Since you want to decouple Functions and Trees you can do this:

#root=RootNode, funcs=Map from Node to function, values=list of inputs
#nodes need isLeaf and children field
def Func(root,funcs,values):
    #check if leaf
    if root.isLeaf:
        #removes value from list
        val=values.pop(0)
        #returns function of root
        #(can be identity if you just want to input values)
        return funcs[root](val)

    #else we do a recursive iteration:
    else:
        nextVals=[]
        #for each child
        for child in root.children:
            #call this function->DFS for roots, removes values that are used
            nextVals.append(Func(child,funcs,values))
        #unpack list and call function
        return funcs[root](*nextVals)

Here an example:

class Node:
    children=[]
    isLeaf=False

    def __init__(self,isLeaf):
        self.isLeaf=isLeaf

    def add(self,n):
        self.children.append(n)




def Func(root,funcs,values):
    #check if leaf
    if root.isLeaf:
        #removes value from list
        val=values.pop(0)
        #returns function of root
        #(can be identity if you just want to input values)
        return funcs[root](val)

    #else we do a recursive iteration:
    else:
        nextVals=[]
        #for each child
        for child in root.children:
            #call this function->DFS for roots, removes values that are used
            nextVals.append(Func(child,funcs,values))
        #unpack list and call function
        return funcs[root](*nextVals)


def sum3(a,b,c):
    return a+b+c


import math

funcMap={}
funcMap[root]=sum3

root=Node(False)
layer1=[Node(True) for i in range(3)]
for i in range(3):
    root.add(layer1[i])
    funcMap[layer1[i]]=math.sin




print Func(root,funcMap,[1,2,3])
print math.sin(1)+math.sin(2)+math.sin(3)
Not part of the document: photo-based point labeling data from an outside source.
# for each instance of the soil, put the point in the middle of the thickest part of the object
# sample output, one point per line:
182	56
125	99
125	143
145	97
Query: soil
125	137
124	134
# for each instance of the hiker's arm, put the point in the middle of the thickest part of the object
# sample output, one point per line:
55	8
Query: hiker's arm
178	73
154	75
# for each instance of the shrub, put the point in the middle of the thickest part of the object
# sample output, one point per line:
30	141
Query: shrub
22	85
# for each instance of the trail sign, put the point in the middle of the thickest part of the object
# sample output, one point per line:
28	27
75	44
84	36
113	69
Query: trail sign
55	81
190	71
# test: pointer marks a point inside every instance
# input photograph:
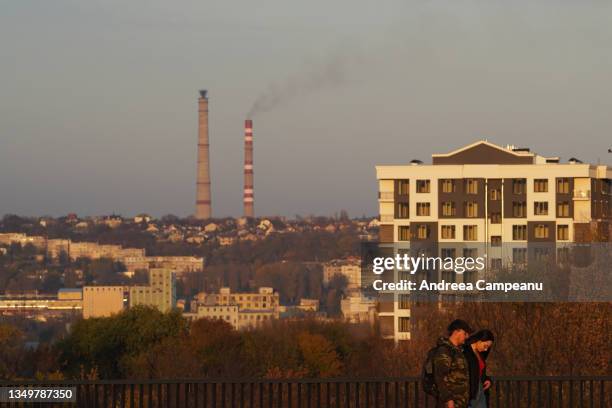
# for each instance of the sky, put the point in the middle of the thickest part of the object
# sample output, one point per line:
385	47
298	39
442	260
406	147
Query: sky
98	99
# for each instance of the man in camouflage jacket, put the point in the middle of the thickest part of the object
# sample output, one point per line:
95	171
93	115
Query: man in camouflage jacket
450	368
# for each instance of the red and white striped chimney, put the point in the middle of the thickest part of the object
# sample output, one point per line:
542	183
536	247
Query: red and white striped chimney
248	169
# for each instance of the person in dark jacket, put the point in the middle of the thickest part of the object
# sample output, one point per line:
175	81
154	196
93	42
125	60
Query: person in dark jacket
450	368
476	351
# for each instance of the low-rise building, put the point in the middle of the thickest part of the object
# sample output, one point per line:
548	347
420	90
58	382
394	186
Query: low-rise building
103	301
159	293
178	264
358	309
66	301
241	310
349	268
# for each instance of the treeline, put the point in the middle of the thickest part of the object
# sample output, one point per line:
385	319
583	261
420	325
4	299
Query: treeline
531	339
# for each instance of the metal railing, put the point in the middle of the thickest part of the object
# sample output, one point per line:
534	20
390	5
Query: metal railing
510	392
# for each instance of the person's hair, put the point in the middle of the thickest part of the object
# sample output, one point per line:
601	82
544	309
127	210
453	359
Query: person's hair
481	335
459	325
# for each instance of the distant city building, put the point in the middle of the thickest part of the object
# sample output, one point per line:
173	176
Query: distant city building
178	264
241	310
484	197
103	301
349	268
9	238
227	240
159	293
93	250
308	305
32	303
359	309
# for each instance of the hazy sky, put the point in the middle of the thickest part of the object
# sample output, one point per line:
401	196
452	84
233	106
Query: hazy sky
98	102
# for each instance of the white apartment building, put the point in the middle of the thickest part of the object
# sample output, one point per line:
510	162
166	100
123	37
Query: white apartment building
484	197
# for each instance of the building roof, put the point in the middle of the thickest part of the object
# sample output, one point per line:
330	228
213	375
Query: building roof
484	152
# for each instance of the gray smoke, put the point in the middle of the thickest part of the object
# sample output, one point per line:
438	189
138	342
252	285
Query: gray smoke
329	73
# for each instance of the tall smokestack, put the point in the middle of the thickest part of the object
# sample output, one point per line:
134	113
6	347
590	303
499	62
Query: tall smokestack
203	207
248	169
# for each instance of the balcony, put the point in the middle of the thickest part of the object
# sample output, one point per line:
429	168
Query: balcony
582	194
386	218
385	196
506	392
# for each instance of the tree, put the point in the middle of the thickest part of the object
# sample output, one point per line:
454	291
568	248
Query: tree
111	345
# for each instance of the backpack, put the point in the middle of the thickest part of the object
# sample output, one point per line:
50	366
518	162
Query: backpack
427	375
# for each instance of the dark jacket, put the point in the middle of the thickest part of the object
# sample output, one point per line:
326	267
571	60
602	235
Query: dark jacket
475	378
451	374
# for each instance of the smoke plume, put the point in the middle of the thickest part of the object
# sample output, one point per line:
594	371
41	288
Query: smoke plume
329	73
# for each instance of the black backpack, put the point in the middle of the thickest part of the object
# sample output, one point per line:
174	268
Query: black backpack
427	375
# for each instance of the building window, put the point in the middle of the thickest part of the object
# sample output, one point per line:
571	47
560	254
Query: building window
563	255
563	209
404	301
540	208
518	186
403	187
471	186
562	232
422	232
540	185
519	255
448	186
496	218
470	276
423	186
448	232
541	231
448	209
563	185
519	209
403	210
471	209
423	209
519	232
470	232
404	324
495	194
449	276
403	233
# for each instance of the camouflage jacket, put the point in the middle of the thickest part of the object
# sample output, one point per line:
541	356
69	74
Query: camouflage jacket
451	374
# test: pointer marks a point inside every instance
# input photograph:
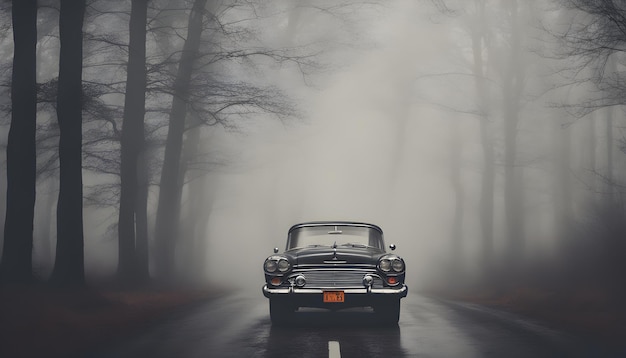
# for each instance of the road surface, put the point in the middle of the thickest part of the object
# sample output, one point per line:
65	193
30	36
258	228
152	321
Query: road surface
239	326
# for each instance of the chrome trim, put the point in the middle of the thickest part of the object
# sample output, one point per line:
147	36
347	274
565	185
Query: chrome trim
267	292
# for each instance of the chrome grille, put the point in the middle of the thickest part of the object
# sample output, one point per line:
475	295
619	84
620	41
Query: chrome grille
339	278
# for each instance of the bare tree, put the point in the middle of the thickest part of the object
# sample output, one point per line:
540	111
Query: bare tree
69	264
21	157
130	266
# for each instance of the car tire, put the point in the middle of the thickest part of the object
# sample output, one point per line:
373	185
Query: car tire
281	312
388	311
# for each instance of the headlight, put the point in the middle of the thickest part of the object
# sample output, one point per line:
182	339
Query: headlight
385	265
277	265
398	265
270	265
283	265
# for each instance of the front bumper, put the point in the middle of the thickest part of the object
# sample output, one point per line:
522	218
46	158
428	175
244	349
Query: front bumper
354	297
399	292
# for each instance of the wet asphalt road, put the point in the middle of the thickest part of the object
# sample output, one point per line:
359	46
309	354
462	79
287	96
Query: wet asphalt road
239	326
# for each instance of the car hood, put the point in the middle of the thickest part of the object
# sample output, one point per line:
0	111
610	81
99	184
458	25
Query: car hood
350	255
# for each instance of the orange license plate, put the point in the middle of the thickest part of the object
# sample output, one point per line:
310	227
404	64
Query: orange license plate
333	296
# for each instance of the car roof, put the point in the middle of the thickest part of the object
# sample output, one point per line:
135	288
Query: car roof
338	223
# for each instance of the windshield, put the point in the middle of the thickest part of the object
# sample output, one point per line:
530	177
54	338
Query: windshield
339	235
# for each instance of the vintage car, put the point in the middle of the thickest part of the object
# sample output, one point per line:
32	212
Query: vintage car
334	265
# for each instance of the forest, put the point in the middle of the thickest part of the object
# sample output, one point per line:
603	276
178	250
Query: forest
164	141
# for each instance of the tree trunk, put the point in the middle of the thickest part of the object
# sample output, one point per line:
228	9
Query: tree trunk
168	211
69	264
513	85
488	175
21	155
132	147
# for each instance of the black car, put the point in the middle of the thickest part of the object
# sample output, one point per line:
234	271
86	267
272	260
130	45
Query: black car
335	265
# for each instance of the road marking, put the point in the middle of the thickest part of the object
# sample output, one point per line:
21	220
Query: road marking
333	349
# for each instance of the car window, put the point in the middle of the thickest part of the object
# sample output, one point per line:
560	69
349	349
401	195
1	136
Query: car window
331	235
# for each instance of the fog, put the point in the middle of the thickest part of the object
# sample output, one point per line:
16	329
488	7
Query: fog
385	127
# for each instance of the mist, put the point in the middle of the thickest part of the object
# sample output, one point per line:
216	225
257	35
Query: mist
386	126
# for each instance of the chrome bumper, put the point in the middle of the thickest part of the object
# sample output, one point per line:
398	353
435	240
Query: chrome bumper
400	292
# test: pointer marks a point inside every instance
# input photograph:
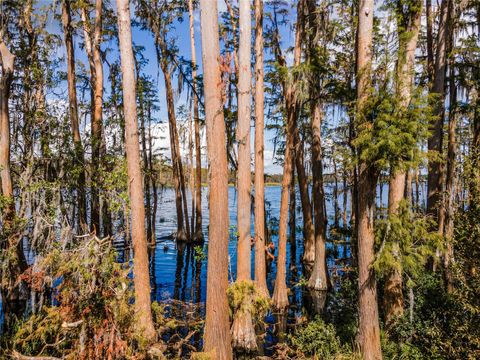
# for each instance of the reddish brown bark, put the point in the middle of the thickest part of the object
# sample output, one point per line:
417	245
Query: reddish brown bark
368	327
408	35
73	110
198	156
178	177
319	277
92	47
217	328
280	298
243	332
243	141
140	270
260	243
435	141
12	305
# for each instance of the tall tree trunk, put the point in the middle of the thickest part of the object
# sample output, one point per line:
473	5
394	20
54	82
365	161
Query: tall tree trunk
292	209
368	327
243	332
450	171
319	277
217	328
73	112
260	243
141	276
198	156
178	177
280	298
408	35
17	263
438	89
308	228
92	47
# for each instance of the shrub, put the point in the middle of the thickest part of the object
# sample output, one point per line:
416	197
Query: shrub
317	339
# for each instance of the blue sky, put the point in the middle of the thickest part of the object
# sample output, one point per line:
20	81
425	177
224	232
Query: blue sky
182	39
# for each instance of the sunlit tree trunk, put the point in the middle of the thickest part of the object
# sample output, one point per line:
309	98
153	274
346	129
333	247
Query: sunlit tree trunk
280	298
408	38
435	140
319	277
308	228
198	156
243	332
217	328
183	227
92	47
73	111
17	260
141	276
368	327
260	243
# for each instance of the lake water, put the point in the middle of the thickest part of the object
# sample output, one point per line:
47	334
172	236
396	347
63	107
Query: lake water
176	271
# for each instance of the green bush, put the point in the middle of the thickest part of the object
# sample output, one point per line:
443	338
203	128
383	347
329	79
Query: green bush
317	339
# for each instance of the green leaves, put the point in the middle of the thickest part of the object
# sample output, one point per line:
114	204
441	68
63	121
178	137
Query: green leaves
388	134
405	242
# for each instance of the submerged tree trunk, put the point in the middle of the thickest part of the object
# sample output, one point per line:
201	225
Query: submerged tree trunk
217	328
198	157
141	276
319	277
368	327
73	112
178	176
260	243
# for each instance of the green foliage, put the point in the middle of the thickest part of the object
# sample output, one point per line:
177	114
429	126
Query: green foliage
393	350
388	133
317	340
445	326
244	297
92	311
115	183
405	242
342	309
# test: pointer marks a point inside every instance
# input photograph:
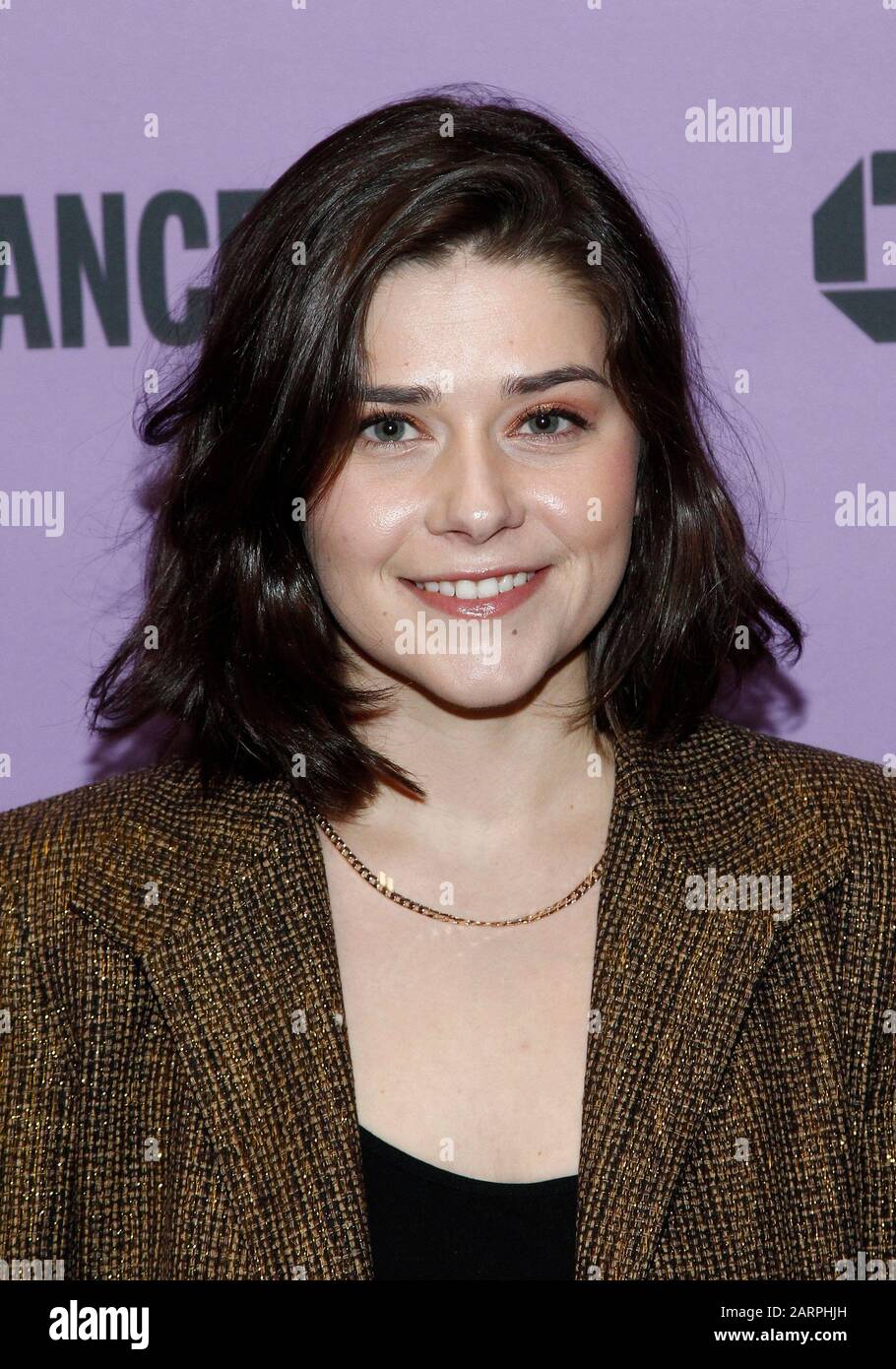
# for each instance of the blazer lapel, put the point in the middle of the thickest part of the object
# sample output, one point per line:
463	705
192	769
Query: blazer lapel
250	989
245	969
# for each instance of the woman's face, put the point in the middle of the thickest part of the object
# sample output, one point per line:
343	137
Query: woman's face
470	484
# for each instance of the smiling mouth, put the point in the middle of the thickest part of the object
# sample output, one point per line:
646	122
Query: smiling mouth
485	597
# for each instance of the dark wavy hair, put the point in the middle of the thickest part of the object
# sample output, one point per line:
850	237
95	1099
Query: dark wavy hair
249	669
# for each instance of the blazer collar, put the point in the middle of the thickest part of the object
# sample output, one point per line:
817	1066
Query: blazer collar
231	920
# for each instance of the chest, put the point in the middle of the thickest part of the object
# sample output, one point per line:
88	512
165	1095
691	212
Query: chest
467	1043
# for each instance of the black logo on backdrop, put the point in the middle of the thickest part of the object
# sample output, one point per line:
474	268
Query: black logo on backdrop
105	271
839	246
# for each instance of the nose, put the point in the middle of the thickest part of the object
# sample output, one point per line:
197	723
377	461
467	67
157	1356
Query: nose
474	488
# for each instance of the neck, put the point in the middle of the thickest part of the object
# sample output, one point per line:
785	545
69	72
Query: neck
491	775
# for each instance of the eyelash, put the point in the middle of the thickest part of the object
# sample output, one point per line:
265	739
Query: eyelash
547	410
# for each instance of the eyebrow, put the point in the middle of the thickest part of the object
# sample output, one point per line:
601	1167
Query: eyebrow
510	385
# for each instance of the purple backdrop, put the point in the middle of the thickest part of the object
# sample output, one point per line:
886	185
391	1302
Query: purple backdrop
239	91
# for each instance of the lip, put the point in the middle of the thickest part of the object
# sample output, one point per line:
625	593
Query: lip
497	607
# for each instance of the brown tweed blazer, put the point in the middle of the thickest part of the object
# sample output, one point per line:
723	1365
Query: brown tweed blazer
175	1080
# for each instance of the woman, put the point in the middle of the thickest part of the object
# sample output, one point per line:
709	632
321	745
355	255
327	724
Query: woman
456	938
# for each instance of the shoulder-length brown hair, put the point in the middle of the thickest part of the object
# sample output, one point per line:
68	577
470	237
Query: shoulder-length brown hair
248	664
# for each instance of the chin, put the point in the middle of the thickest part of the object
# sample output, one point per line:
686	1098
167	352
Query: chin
478	686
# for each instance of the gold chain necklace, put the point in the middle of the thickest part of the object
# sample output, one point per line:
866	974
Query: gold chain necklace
432	912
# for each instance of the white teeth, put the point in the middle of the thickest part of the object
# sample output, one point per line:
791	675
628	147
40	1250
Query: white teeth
477	589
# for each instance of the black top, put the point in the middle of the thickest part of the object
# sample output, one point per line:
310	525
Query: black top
431	1222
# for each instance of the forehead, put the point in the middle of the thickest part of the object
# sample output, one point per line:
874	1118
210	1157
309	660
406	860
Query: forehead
478	319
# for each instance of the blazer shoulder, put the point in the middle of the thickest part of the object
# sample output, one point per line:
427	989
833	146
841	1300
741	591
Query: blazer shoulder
840	790
159	811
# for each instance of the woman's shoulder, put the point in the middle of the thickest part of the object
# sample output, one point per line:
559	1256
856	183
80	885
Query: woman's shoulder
87	843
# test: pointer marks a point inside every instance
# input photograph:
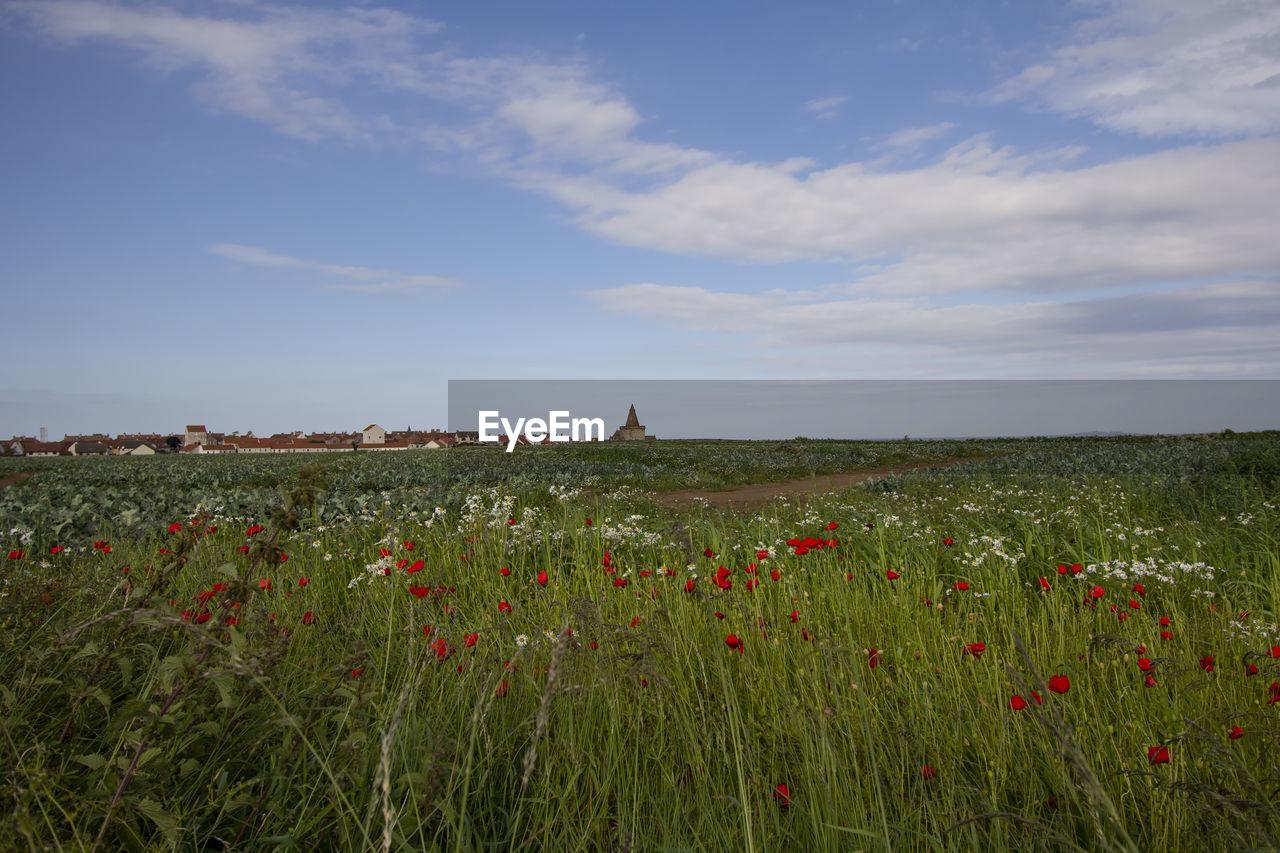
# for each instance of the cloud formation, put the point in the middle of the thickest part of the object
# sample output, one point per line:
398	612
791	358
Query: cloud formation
928	247
1206	331
365	279
1207	68
826	108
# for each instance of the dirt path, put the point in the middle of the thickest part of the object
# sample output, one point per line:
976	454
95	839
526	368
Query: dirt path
14	479
758	493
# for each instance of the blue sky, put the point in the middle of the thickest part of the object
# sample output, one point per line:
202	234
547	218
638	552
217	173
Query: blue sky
275	217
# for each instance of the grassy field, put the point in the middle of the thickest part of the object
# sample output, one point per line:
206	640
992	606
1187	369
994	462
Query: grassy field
1072	644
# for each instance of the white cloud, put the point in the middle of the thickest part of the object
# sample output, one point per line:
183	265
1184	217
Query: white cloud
913	137
826	108
977	218
1165	67
368	279
1220	329
269	68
this returns the same value (Using python 2.7)

Answer 5

This would be a good candidate for object-oriented programming (OOP). For example, you could use these three classes

1. Node
2. Leaf
3. Tree

For working with tree structures, recursive methods are usually easier.

Alternatively, you can also directly build recursive structure by embedding tuples within tuples. For example

n1 = ( 'L', 'e0' )
n2 = ( 'L', 'e1' )
n3 = ( 'L', 'e2' )
n4 = ( 'N', 'c0', n1, n2, n3 )
n5 = ( 'N', 'b0', n4 )

This is not your complete tree, but it can be easily expanded. Just use print (n5) to see the result.

This is not the only way, there could be variations. For each tuple, the first item is a letter specifying if it is a leaf "L" or a node "N"--this will make it easier for recursive functions. The second item is the name (taken from your drawing). For a node, the other items are the children nodes.

(n.b. I once used the "tuples within tuples" to implement the Huffmann encoding algorithm--it also works with a tree structure).